One problem I had with the movie was that the women (Zellweger, Portman and to a lesser degree Kidman) never really looked like women who lived the hard life of the Civil War era.  Kidman and Zellweger always looked a little too clean and they both had absolutely perfect teeth.  I spend a considerable amount of time surfing in North Carolina and I don't think the women who live there today have teeth that nice!  Portman's character is roughing it completely on her own with an infant in a shack out in the middle of a nowhere backwater swamp and she looks as ravishing as when she is Queen Amidala sitting on her throne in the Star Wars movies.

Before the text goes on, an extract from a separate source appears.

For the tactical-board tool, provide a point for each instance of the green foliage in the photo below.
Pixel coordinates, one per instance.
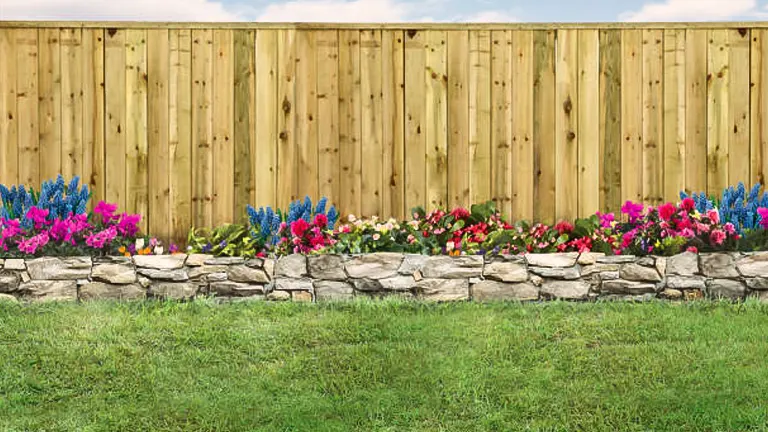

One disturbing aspect of the movie, that I thought about a couple days after viewing, is that the only occasions I remember the audience reacting to anything was during the multiple times that an animal was killed or mutilated.  After thinking about it I am amazed at how many times this happened during the film.  I can think of 5 such moments immediately and there were probably more.  A sassy rooster's head gets jerked off, a dead cow is sawed into easier to move chunks, an adorable little goat is bled to death,  a frozen baby deer is tied to a spit and roasted and finally a dead lamb is skinned and the fur is then pulled over another baby lamb to keep it warm.  I don't remember if anyone reacted to any of the human stories but when these animals died there were plenty of gasps and murmurs.  

I liked Cold Mountain.  It's definitely worth seeing.  Unfortunately I watched it right after I saw House of Sand and Fog which is a far superior film.  I'm not sure how the movie Cold Mountain stacks up to the book but as a film it's just as good as The English Patient and almost as entertaining as The Talented Mr. Ripley.